Update: more doubts on the statistical power behind this, and the coverage it's getting in the press.

There's word of a possible early diagnostic blood test for Alzheimer's. A large team (mostly from Georgetown and Rochester) has published a paper in Nature Medicine on their search for lipid-based markers of incipient disease. They say that they have a ten-lipid panel that has a 90% success rate in predicting cognitive decline within three years.

I can certainly see how this would be possible - lipids could be markers of membrane trouble and myelin trouble, and we already know that the lipoprotein ApoE4 is linked with Alzheimer's. At the same time, I'd like to see how this looks when more data are available. The absolute number of patients showing the effect isn't large. And there's always a danger, on these biomarker fishing expeditions, of finding a spurious correlation. The fact that it takes ten lipids to get the accuracy up could be OK, or it could be a sign of statistical trouble. (It's a bit like seeing a QSAR model that needs ten parameters to be predictive).

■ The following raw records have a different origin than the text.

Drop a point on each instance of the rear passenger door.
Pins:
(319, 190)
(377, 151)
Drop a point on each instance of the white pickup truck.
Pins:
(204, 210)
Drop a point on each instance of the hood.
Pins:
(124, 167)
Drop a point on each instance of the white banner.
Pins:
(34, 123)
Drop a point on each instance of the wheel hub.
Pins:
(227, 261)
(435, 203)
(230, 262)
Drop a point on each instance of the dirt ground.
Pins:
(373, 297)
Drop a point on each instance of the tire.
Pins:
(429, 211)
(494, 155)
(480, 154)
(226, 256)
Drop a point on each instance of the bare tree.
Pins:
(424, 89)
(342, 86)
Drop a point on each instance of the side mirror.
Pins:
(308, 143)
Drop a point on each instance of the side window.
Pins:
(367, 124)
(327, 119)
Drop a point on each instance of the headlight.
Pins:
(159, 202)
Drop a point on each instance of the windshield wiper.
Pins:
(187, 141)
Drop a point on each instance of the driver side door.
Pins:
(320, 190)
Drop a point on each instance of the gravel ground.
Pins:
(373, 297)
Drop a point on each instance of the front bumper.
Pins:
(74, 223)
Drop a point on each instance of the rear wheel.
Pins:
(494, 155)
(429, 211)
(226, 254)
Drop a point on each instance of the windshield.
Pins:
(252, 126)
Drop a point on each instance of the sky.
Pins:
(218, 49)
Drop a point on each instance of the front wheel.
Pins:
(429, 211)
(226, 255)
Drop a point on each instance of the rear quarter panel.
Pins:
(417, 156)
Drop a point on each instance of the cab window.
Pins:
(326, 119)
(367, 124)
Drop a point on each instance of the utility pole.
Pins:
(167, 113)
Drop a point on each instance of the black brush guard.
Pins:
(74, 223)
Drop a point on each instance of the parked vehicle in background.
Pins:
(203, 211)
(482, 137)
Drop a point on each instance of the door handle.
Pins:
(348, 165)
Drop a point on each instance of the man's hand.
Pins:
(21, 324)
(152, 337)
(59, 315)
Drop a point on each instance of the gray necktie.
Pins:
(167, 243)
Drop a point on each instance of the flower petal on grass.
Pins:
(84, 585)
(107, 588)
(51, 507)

But this could indeed be real, and if it is, a larger sample will nail it down. That should also give a much better idea of the false-positive and false-negative rates, which will be very important in a diagnosis like this. It'll also be interesting to see if the time horizon can be improved past three years. The usual worries about an Alzheimer's diagnostic apply - some people will want to know, and others won't, since there's no treatment. If this works out, though, it would also seem to be very useful for future clinical trials, which are (more and more) focusing on people in the earliest stages of the disease.

Comments (21) + TrackBacks (0) | Category: Alzheimer's Disease


COMMENTS

1. MoBio on March 10, 2014 8:31 AM writes...

A very small collection of patients (106 total entered into the 'omics' study) and not particularly diverse:

"This biomarker panel requires external validation using similar rigorous clinical classification before further development for clinical use. Such additional validation should be considered in a more diverse demographic group than our initial cohort."

Also, a large number of analytes were initially quantified:

"144 lipids simultaneously by multiple reaction monitoring. The other metabolites are resolved on the UPLC and quantified using scheduled MRMs. The kit facilitates absolute quantitation of 21 amino acids, hexose, carnitine, 39 acylcarnitines, 15 sphingomyelins, 90 phosphatidylcholines and 19 biogenic amines..."
to arrive at the final set which were used for what appears to be retrospective =based predictions.

Finally, the blood test only predicts "memory impairment in older adults" not frank Alzheimer's Dementia.

Other than that I liked the paper.

Permalink to Comment

2. Anonymous on March 10, 2014 8:53 AM writes...

This is similar to a workflow we use looking at plasma biomarkers of pancreatic cancer, where global lipid dysregulation would also be suspected. Got great hits, figured out some new lipid structures along the way. The trouble is validation in comparing cancer vs benign pancreatitis.... Lastly, good luck trying to get funding to validate that or trying to patent that biomarker.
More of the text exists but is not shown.